March promised well from the beginning. The recreational training was now becoming extensive and fitness among the troops was
increasing rapidly. Inter-coy rivalry was also being steadily developed. Even E (coy), the last and loneliest, had a spirit second to none in the
unit. Early in March, a mile run for all of the coys was held on the Trentham Racecourse, next door to the camp and even those men of little athletic
ability made grim efforts not to whip in the field. To be last in a race or to do something inefficient on a parade was an act of neglect, particularly
if the act affected the standing of the coy, and even the hardy made [excuses] to avoid the free criticism of such folly. The battalion, however, was
not developing into a collection of Little Lord Fauntleroys. A note in Routine Orders at the end of February sternly forbade piquets in the wet
canteen to drink on duty.
The Governor General of New Zealand, General Viscount Galway, inspected the battalion on 6 Mar and
warmly praised what he had seen in a letter he despatched to the commanding officer. This was praise indeed, but in spite of it, the reaction was
smug. This was, on the part of the troops, an evil fault, but their excuse had a point. After the parade itself, the arms drill and the marching
and the niceties of a formal parade, the “Old Man” himself, Col Andrew, had been distinctly heard by the battalion to speak words of praise. So
unusual an event was cause for the belief that if the parade had been good enough for the colonel, it must certainly have been good enough for
the Governor-General.
By now the battalion was possessed with excitement. Final leave was promised. Rumours sprang from nowhere.

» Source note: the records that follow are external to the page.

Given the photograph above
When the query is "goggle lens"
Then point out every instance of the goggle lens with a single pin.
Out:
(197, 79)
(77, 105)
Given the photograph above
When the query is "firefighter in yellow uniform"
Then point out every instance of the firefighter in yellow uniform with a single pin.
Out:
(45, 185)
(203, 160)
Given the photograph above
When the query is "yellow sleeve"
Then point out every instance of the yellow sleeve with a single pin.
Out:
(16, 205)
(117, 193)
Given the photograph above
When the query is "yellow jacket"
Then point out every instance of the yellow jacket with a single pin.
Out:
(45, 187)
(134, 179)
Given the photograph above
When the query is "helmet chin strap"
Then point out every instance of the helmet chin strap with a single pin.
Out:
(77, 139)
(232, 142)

The unit was to sail on such and such a date, Hitler’s “phoney” war on the Western Front was to end and there would soon be action.
All of the stories were straight from Army HQ. But there was no general agreement on dates or places or, in fact, in anything as the
rumours swept from end to end of the camp and carried over to muttered speculation in the tents as one by one the men dropped into sleep.
On 13 Mar, all ranks were placed on Active Service. On that day, the few South Islanders left for their homes.
The rest of the unit marched out to leave on the following day and the camp became a forlorn and lonely place. It was a minor curiosity
of the war that Trentham Camp, clothed so richly from Great War days in military associations, seemed always to become a little careworn after a draft had gone away.